Mentions: In the egg chamber, the basal lamina is a highly cross-linked and complex structure, with collagens comprising ∼50% of the protein (Kalluri, 2003). Follicle cells adhere to the basal lamina via integrin-mediated adhesions that contain focal adhesion proteins such as talin and paxillin (Figure 5A and Supplemental Figure S8). We examined the effect of the basal lamina on follicle cell oscillations by treating wild-type cells with collagenase to partially remove the basal lamina surrounding the egg chamber (Figure 5B). Figure 5C shows the distribution of oscillation periods for control and collagenase-treated samples. On collagenase treatment, some cells no longer exhibit oscillations. Other cells show an increased oscillation period. The mean period in the control condition is 5.6 min, which increases to 10.6 min. In addition, the egg chamber radius decreases by ∼20% upon collagenase treatment (Figure 5C, inset).


Mechanochemical regulation of oscillatory follicle cell dynamics in the developing Drosophila egg chamber.

Koride S, He L, Xiong LP, Lan G, Montell DJ, Sun SX - Mol. Biol. Cell (2014)

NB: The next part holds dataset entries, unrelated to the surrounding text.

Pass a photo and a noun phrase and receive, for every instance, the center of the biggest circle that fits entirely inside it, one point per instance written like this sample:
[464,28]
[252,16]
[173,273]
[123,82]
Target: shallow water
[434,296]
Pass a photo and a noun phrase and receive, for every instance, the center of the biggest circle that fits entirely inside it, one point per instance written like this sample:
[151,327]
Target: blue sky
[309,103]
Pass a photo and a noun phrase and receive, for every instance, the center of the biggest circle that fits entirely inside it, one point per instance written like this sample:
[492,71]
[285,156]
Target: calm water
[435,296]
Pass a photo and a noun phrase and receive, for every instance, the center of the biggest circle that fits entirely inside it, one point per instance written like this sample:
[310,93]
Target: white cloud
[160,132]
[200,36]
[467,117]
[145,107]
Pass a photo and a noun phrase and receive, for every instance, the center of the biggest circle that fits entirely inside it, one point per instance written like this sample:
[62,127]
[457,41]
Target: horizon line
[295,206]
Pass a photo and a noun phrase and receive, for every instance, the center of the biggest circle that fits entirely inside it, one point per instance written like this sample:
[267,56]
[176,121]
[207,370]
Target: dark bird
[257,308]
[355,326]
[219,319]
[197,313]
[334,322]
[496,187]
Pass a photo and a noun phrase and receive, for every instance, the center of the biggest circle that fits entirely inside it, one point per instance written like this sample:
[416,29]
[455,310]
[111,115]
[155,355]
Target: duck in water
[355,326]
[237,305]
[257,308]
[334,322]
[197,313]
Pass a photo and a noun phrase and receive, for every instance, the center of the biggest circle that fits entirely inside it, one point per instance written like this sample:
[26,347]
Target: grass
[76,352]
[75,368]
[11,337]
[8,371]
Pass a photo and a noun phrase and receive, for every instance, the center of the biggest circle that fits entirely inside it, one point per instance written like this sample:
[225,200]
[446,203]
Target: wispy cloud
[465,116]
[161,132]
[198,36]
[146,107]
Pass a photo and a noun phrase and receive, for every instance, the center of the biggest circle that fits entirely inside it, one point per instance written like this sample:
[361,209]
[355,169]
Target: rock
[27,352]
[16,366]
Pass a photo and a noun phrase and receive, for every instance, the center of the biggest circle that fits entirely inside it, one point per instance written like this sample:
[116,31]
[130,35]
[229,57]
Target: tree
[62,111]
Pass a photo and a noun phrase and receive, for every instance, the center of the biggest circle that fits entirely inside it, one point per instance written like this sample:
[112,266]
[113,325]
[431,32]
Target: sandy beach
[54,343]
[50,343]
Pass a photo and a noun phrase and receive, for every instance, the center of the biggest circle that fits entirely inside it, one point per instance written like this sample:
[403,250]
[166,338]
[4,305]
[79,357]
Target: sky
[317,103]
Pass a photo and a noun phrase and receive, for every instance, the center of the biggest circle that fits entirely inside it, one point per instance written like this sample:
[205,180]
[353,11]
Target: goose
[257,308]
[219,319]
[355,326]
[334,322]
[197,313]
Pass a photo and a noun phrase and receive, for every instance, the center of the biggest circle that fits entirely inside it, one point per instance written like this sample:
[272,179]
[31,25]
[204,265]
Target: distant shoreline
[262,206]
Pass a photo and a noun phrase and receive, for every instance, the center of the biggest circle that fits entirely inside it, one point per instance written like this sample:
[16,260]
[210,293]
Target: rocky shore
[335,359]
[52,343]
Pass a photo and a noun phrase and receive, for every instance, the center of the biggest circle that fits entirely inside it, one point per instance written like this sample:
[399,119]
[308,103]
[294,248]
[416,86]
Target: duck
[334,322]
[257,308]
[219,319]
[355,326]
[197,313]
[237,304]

Effects of the basal lamina and mosaic analysis. (A) Images of basal lamina (labeled with collagen–green fluorescent protein [GFP]) and myosin (myosin-mCherry) in control conditions. The relative positions of collagen and myosin fibers remains unchanged, suggesting that basal lamina could be mechanically coupled to basal myosin. Scale bar, 20 μm. (B) Egg chambers stained with collagen-GFP from stage 8 to stage 10 in control conditions, at the beginning of collagenase treatment (t = 0 min), and after collagenase treatment (t = 30 min). (C) Experimental measurements on follicle oscillations upon disruption of basal lamina. The distribution of oscillation periods became longer. The average egg chamber width became smaller (inset). (D) Modeling predictions of oscillation period as a function of stiffness of the basal lamina. Collagenase treatment reduces basal lamina stiffness and increases oscillation period for several values of P and Fmax. The predicted egg chamber radius also becomes smaller as basal lamina stiffness is reduced, in agreement with experiments. (E) It is possible to abolish myosin contraction in some follicle cells using constitutively relaxing cells (ROCK RNAi–expressing cells); these cells (green) do not oscillate. It is then possible to examine the interaction between the wild-type cells (blue and red) and mutant cells (green). (F) Experiments and modeling show that there are no changes to oscillatory period in neighboring wild-type cells (blue) or wild-type cells directly neighboring mutant cells (green). Mutant cells, however, cease to oscillate. The oscillatory period is unchanged in neighboring versus nonneighboring wild-type cells (inset).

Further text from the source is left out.